Putting up with s— for way too long: Kanye West

To me, opulence in modern hip-hop – spending money on expensive samples and a thick, rich, luxuriant mix – sounds like Kanye’s “Good Life” and “Stronger,” the two singles from Graduation, now regarded as a holding pattern, victory lap, or whatever cliché you and I hurled at an album whose advances pale beside the artist’s confidence in his strengths. Now it’s my go-to Kanye album, to which I’ve listened most after The College Dropout. In retrospect Late Registration‘s commanding critical and popular success overrode my cavils about its length and my indifference to all its singles (except the remix of “Diamonds From Sierra Leone”).

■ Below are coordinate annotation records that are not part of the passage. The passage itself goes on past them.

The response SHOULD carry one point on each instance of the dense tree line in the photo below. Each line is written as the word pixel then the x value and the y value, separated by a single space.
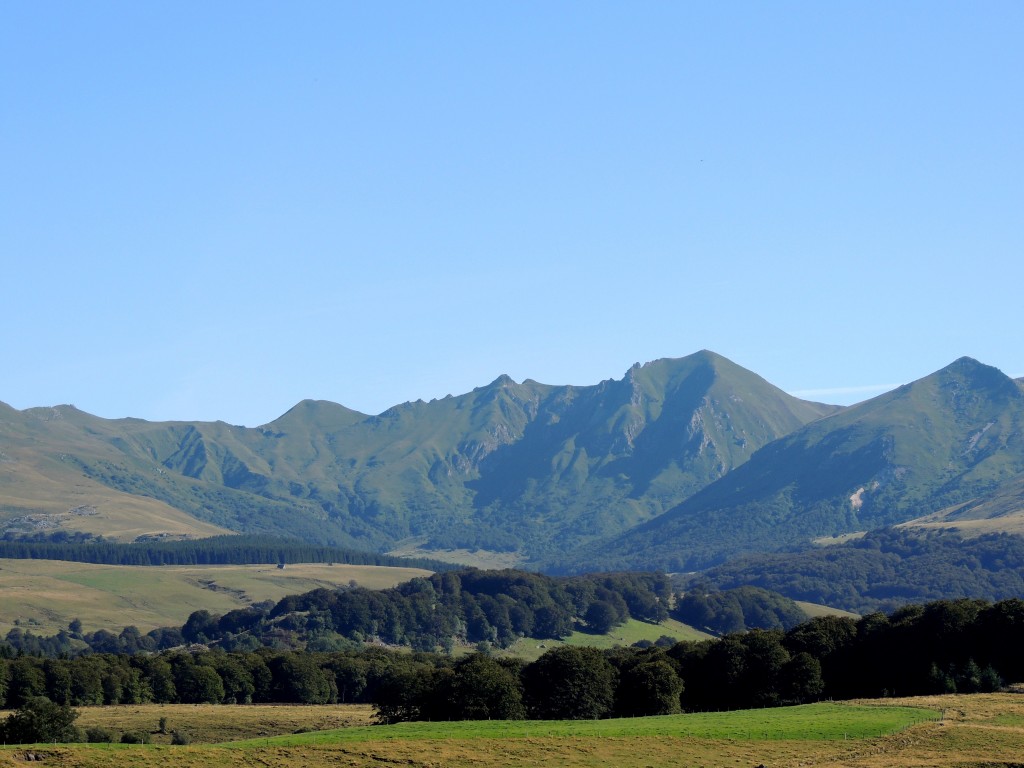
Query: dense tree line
pixel 492 607
pixel 962 645
pixel 220 550
pixel 470 606
pixel 737 609
pixel 885 569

On Dark Twisted Fantasy Kanye deserves credit for coaxing excellent performances from his guests: Nicky Minaj’s bit on “Monster,” Kid Cudi and Raekwon’s on “Gorgeous” (on the other hand, don’t look to Jay-Z beyond his tried-and-true, about which more later). After five listens I find most of this lazy if not stupid lyrically, and not particularly adventurous sonically. The tracks range from okay to terrible. While admiring, as usual, Nitsuh Abebe’s poise, I can’t agree with his review. Kanye has entered that dangerous phase of superstardom in which sonic detail compensates for lyrical vacuity; self-referentiality is a crippling thing for a rapper whose mic skills were negligible beside his studio skills. I suppose I should give Kanye credit for giving toasts to assholes and douchebags like himself, and for identifying himself as such, but, for example, the brass section and crypto-jungle rhythms of “All of the Lights” extend the paranoia of Graduation‘s “Flashing Lights” into self-parody. Jay-Z has the same problem: what else have you to write about when most of the people you meet are as famous as you? Pussy and religion are all he needs, he brags on “Hell of a Life,” and Kanye has the sonic imagination to invest his smuttiest fantasies with evangelical fervor (the album’s bombast attempts a gospel-life scaling of the heavens). But on most MDTF he sounds instead weary and crass, like Mick Jagger on Undercover — a sated hellion trying to court “outrage.”

2 thoughts on “Putting up with s— for way too long: Kanye West

  1. Glad I’m not the only person who doesn’t think this is the best album ever made… I’ve been listening to it (4 times) and I really don’t understand what’s supposed to be so great about it. It’s got a few good lines, but there’s nothing particularly cool about the samples or interesting about Kanye’s conspiracy theories… really, Nicki Minaj in “Monster” is pretty much the highlight of the album for me. What am I missing?